My initial directory has the following two files:

test.vala

using GLib;

namespace Test {

   public class Test : Object {
       public int sum(int x, int y) {
           return x + y;
       }
   }

}

test.override

%%
headers
#include <Python.h> 
#include "pygobject.h"
#include "test.h"
%%
modulename test
%%
import gobject.GObject as PyGObject_Type
%%
ignore-glob
  *_get_type
%%

and try to build the python module source test_wrap.c using the following code

build.sh

#/usr/bin/env bash

valac test.vala -CH test.h
python /usr/share/pygobject/2.0/codegen/h2def.py test.h > test.defs
pygobject-codegen-2.0 -o test.override -p test test.defs > test_wrap.c

However, the last command fails with an error

$ ./build.sh 
Traceback (most recent call last):
  File "/usr/share/pygobject/2.0/codegen/codegen.py", line 1720, in <module>
    sys.exit(main(sys.argv))
  File "/usr/share/pygobject/2.0/codegen/codegen.py", line 1672, in main
    o = override.Overrides(arg)
  File "/usr/share/pygobject/2.0/codegen/override.py", line 52, in __init__
    self.handle_file(filename)
  File "/usr/share/pygobject/2.0/codegen/override.py", line 84, in handle_file
    self.__parse_override(buf, startline, filename)
  File "/usr/share/pygobject/2.0/codegen/override.py", line 96, in __parse_override
    command = words[0]
IndexError: list index out of range

Is this a bug in pygobject, or is something wrong with my setup? What is the best way to call code written in vala from python?
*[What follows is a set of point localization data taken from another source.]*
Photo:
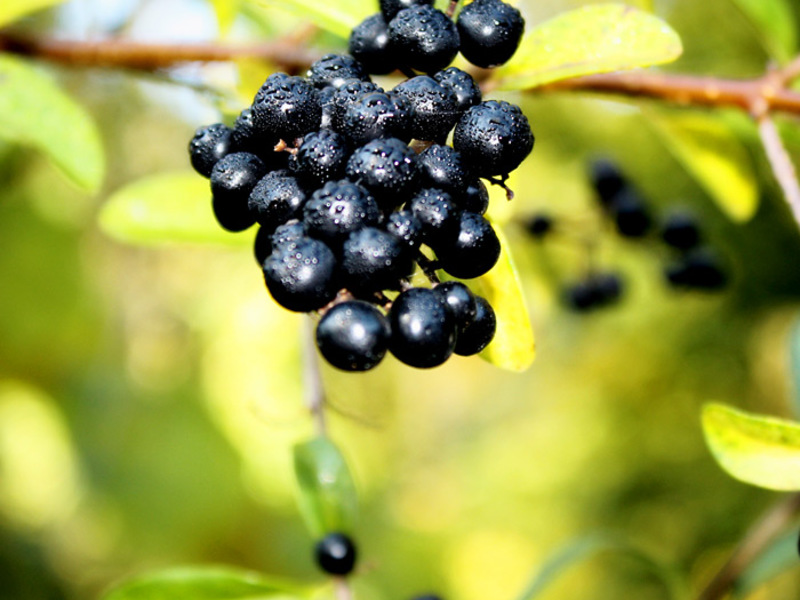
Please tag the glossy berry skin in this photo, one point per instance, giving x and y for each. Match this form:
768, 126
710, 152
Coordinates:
374, 260
478, 334
441, 167
390, 8
334, 70
475, 198
406, 227
286, 106
463, 85
275, 199
335, 554
353, 336
438, 215
337, 209
423, 329
490, 32
433, 107
369, 45
376, 115
232, 180
302, 276
460, 300
475, 250
493, 138
209, 144
423, 38
387, 168
679, 230
320, 158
EDIT: Removing the extra line fixed the current problem, but now as I proceed to build the python module, I am facing another problem. Adding the following C file to the existing two in the directory:

test_module.c

#include <Python.h>

void test_register_classes (PyObject *d);
extern PyMethodDef test_functions[];

DL_EXPORT(void)
inittest(void)
{
  PyObject *m, *d;
  init_pygobject();
  m = Py_InitModule("test", test_functions);
  d = PyModule_GetDict(m);
  test_register_classes(d);
  if (PyErr_Occurred ()) {
      Py_FatalError ("can't initialise module test");
  }
}

and building with the following script

build.sh

#/usr/bin/env bash

valac test.vala -CH test.h
python /usr/share/pygobject/2.0/codegen/h2def.py test.h > test.defs
pygobject-codegen-2.0 -o test.override -p test test.defs > test_wrap.c

CFLAGS="`pkg-config --cflags pygobject-2.0` -I/usr/include/python2.6/ -I."
LDFLAGS="`pkg-config --libs pygobject-2.0`"

gcc $CFLAGS -fPIC -c test.c 
gcc $CFLAGS -fPIC -c test_wrap.c 
gcc $CFLAGS -fPIC -c test_module.c
gcc $LDFLAGS -shared test.o test_wrap.o test_module.o -o test.so

python -c 'import test; exit()'

results in an error:

$ ./build.sh 
***INFO*** The coverage of global functions is 100.00% (1/1)
***INFO*** The coverage of methods is 100.00% (1/1)
***INFO*** There are no declared virtual proxies.
***INFO*** There are no declared virtual accessors.
***INFO*** There are no declared interface proxies.
Traceback (most recent call last):
  File "<string>", line 1, in <module>
ImportError: ./test.so: undefined symbol: init_pygobject

Where is the init_pygobject symbol defined? What have I missed linking to?

+1  A: 

Very bad situation! Writing bindings for pygtk is quite an hell, fortunately they are switching to gobject introspection that will make the things easier..

Anyway it seems that there is an extra newline in the test.override file, try removing that and it should work (at least I've tested it)

pygabriel
Thanks. This fixed the current problem, but now I have a new one. Do you know how to solve it?